Like other urea cycle disorders, OTC affects the body's ability to get rid of ammonia, a toxic breakdown product of the body's use of protein. As a result, ammonia accumulates in the blood causing hyperammonemia. This ammonia travels to the various organs of the body including the brain, causing coma, brain damage and death.

Another symptom of OTC is a buildup of orotic acid in the blood. This is due to an anaplerism that occurs with carbamoyl phosphate entering the pyrimidine synthesis pathway.

Ornithine transcarbamylase deficiency often becomes evident in the first few days of life. An infant with ornithine transcarbamylase deficiency may be lacking in energy (lethargic) or unwilling to eat, and have poorly-controlled breathing rate or body temperature. Some babies with this disorder may experience seizures or unusual body movements, or go into a coma. Complications from ornithine transcarbamylase deficiency may include developmental delay and mental retardation. Progressive liver damage, skin lesions, and brittle hair may also be seen. Other symptoms include irrational behavior (caused by encephalitis), mood swings, and poor performance in school.

In some affected individuals, signs and symptoms of ornithine transcarbamylase may be less severe, and may not appear until later in life. Some female carriers become symptomatic later in life. This can happen as a result of anorexia, starvation, malnutrition, or even (in at least one case) as a result of gastric bypass surgery. It is also possible for symptoms to be exacerbated by extreme trauma of many sorts, including, (at least in one case) adolescent pregnancy coupled with severe stomach flu.

Genetics

Mutations in the OTC gene cause ornithine transcarbamylase deficiency. Ornithine transcarbamylase deficiency belongs to a class of genetic diseases called urea cycle disorders. The urea cycle is a sequence of reactions that occurs in liver cells. It processes excess nitrogen, generated when protein is used by the body, to make a compound called urea that is excreted by the kidneys.

In ornithine transcarbamylase deficiency, the enzyme that starts a specific reaction within the urea cycle is damaged or missing. The urea cycle cannot proceed normally, and nitrogen accumulates in the bloodstream in the form of ammonia. Ammonia is especially damaging to the nervous system, so ornithine transcarbamylase deficiency causes neurological problems as well as eventual damage to the liver.

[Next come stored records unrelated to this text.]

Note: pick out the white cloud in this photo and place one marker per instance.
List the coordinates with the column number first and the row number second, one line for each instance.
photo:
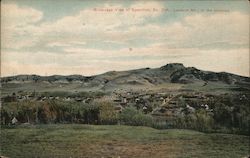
column 18, row 25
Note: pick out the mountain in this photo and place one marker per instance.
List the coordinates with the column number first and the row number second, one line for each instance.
column 163, row 77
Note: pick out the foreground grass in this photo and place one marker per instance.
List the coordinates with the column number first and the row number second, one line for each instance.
column 117, row 141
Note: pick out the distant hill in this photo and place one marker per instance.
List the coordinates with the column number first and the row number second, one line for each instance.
column 175, row 73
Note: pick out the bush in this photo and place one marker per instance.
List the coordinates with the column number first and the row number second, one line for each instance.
column 107, row 114
column 131, row 116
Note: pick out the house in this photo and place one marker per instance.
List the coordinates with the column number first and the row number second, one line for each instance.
column 14, row 121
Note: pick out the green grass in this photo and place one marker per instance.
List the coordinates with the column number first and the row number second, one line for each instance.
column 117, row 141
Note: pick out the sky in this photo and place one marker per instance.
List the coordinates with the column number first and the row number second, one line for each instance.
column 90, row 37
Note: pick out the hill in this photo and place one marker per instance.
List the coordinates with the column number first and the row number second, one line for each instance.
column 171, row 76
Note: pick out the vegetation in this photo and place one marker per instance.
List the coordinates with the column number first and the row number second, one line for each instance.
column 226, row 117
column 76, row 140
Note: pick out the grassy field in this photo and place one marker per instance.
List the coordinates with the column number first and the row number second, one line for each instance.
column 92, row 141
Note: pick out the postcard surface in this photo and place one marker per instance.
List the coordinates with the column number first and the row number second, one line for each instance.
column 102, row 79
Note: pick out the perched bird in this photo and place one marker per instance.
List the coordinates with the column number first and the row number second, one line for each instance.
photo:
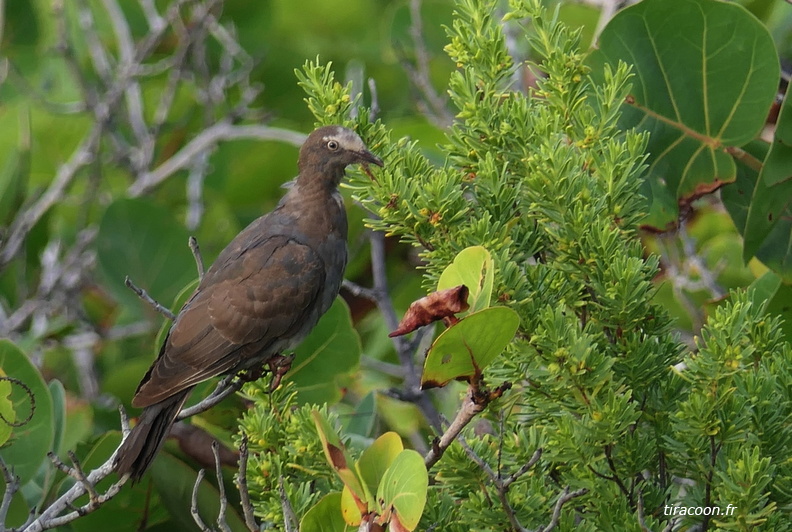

Ornithine transcarbamylase deficiency is an X-linked disorder caused by a number of different mutations. Since the gene is on the X chromosome, females are primarily carriers while males with nonconservative mutations rarely survive past 72 hours of birth. Half of those survivors die in the first month, and half of the remaining by age 5.

Treatment

Treatment includes a low-protein formula called keto-acid and sodium benzoate, a preservative, and another type of sodium, which binds to ammonia and helps eliminate it from the body. Some treatment includes a protein limited diet combined with a dietary supplement including arginine.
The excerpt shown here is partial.